Here are comments from two friends who are currently at home, focusing on raising their children and happen to also be bloggers. Lest you think these women aren’t bright and adventurous, the first was a preschool teacher and learned to pilot a plane before becoming a wife and mother. The second has a professional background in nightclubs and PR and has become an advocate and resource for thousands after her daughter’s diagnosis with celiac.

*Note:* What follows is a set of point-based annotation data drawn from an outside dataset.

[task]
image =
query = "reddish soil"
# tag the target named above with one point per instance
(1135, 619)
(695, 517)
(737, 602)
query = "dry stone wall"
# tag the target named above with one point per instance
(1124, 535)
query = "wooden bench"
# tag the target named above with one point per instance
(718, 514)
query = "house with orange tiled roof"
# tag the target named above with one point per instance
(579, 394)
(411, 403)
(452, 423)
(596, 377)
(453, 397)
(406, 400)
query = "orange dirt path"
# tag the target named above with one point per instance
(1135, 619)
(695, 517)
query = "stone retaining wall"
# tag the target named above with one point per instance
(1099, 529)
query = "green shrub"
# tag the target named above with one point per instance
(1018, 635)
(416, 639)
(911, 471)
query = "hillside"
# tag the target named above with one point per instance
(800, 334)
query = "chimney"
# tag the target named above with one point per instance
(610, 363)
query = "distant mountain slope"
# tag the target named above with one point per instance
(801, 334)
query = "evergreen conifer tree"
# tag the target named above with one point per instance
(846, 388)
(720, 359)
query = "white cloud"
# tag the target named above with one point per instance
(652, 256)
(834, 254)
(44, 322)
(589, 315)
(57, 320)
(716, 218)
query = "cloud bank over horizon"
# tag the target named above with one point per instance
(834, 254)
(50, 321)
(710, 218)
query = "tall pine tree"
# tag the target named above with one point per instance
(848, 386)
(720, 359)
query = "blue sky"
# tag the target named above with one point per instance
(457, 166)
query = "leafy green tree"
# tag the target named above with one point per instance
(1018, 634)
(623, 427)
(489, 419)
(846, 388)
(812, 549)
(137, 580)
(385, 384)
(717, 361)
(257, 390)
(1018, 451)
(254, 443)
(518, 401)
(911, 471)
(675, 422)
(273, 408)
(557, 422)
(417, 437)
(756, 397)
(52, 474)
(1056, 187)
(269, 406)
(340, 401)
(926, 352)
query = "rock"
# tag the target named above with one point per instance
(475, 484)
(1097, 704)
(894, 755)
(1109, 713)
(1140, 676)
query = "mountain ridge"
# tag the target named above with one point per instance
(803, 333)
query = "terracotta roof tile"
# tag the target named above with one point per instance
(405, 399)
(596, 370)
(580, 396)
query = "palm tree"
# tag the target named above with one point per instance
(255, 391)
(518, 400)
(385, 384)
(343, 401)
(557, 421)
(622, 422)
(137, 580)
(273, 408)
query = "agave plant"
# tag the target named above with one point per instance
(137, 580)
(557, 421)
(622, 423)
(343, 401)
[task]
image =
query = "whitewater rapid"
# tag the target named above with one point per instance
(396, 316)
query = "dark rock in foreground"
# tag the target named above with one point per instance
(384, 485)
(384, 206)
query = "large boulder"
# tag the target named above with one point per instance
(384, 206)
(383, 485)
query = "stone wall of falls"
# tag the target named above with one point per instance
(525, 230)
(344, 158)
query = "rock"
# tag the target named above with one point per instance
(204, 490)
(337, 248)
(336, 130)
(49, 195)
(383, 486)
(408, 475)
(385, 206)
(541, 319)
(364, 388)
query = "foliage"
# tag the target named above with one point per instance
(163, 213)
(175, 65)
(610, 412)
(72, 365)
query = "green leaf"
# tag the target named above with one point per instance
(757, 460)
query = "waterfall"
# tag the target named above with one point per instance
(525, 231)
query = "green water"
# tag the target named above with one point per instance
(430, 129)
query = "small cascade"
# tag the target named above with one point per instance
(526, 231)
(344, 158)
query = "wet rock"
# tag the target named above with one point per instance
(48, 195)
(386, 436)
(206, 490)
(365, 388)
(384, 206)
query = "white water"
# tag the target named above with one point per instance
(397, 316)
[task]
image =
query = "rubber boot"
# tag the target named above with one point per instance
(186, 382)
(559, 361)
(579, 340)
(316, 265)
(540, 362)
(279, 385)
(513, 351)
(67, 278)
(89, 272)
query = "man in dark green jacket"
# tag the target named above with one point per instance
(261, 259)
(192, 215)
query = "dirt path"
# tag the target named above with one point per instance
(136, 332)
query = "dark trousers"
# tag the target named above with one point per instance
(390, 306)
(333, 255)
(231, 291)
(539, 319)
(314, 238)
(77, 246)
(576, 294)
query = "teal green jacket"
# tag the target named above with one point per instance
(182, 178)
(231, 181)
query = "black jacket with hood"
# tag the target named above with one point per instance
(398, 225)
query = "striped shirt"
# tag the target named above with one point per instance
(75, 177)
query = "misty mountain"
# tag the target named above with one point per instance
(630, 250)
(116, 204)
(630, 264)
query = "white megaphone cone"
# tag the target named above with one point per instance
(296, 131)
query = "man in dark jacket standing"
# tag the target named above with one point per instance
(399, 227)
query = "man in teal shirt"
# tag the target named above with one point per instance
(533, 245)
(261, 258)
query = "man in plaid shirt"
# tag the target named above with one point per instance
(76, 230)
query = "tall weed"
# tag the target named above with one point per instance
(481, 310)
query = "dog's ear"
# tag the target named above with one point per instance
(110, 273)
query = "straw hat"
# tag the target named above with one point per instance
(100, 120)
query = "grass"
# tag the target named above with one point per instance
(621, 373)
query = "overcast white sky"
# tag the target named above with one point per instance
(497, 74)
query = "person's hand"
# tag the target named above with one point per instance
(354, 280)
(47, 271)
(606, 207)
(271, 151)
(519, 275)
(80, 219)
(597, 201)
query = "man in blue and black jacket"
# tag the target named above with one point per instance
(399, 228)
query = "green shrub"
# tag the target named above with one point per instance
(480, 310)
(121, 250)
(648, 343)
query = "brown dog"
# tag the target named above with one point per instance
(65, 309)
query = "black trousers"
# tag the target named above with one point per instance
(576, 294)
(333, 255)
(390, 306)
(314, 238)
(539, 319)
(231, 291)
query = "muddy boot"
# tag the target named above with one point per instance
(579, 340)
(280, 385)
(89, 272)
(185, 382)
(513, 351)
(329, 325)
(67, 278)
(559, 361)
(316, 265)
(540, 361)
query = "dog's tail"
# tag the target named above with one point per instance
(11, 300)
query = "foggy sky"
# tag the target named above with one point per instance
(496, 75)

Being a wife and mother is something I longed for during high school, college and right up until I found my husband. This truly is the happiest time in my life. My days are spent making homeschooling an adventure, cooking, cleaning, tending a garden, caring for animals, hugging, laughing, cuddling, playing with, and caring for our children. I feel blessed that I am able to stay home with our four children, have a husband who supports our decision for me to stay home, and who loves me fiercely. It’s such an honor to to be his help meet. I love trying to find ways to serve him and help him as much as possible when he is home and away from home. I also love having the opportunity of making a home for him, and he loves being able to provide and care for us. — Jenny
I don’t mind the word housewife, but I do mind how some people see it. In Dubai more wives are housewives than not, so its pretty “normal.” In Sweden though, a housewife is met with gasps! Like, “don’t you want more out of life; don’t you want your own money?” etc, etc, etc. I don’t really say to people “I’m a housewife’, I rather say “I don’t work'” but I DO work, more than most, just no pay! lol I’m NOT ashamed to be a housewife, why should I be, a spade is a spade. My husband works bloody hard to be able to keep me at home, and being Polish and maybe more traditional then a Swedish man would be, he takes pride in being able to do so. He would never be able to do what he does work-wise if he didn’t have me supporting him with all that I do. — Linda
I don’t want to paint the picture that only women who are at home are involved with their families and communities. I have another friend, who besides holding down a demanding full-time job, volunteers on a non-profit board (I know first-hand how time consuming that can be) and is treasurer of her son’s soccer team as well as organizing the team’s charity collection drives. She’s also up in the wee hours of the morning doing boot camp three times a week and running. Here’s what she had to say when I asked about the word housewife:
Anthropologists will tell us that as women, we’re genetically programmed to compete with each other, but we can’t move beyond our animal instincts? You may or may not call yourself a feminist, but I’ll bet you’re in favor of freedom and equality. I think that the insistence that women must have their career as their number one priority, is just as skewed and wrong as insisting that women must focus only on home and family. Freedom to chose means the freedom to pursue either option or something in between. Isn’t it time we stop bashing our sister’s choices and tramping on their self-worth. Let’s applaud each other’s paths in life, and encourage and help the women we know to be the best they can be, whatever they’ve chosen!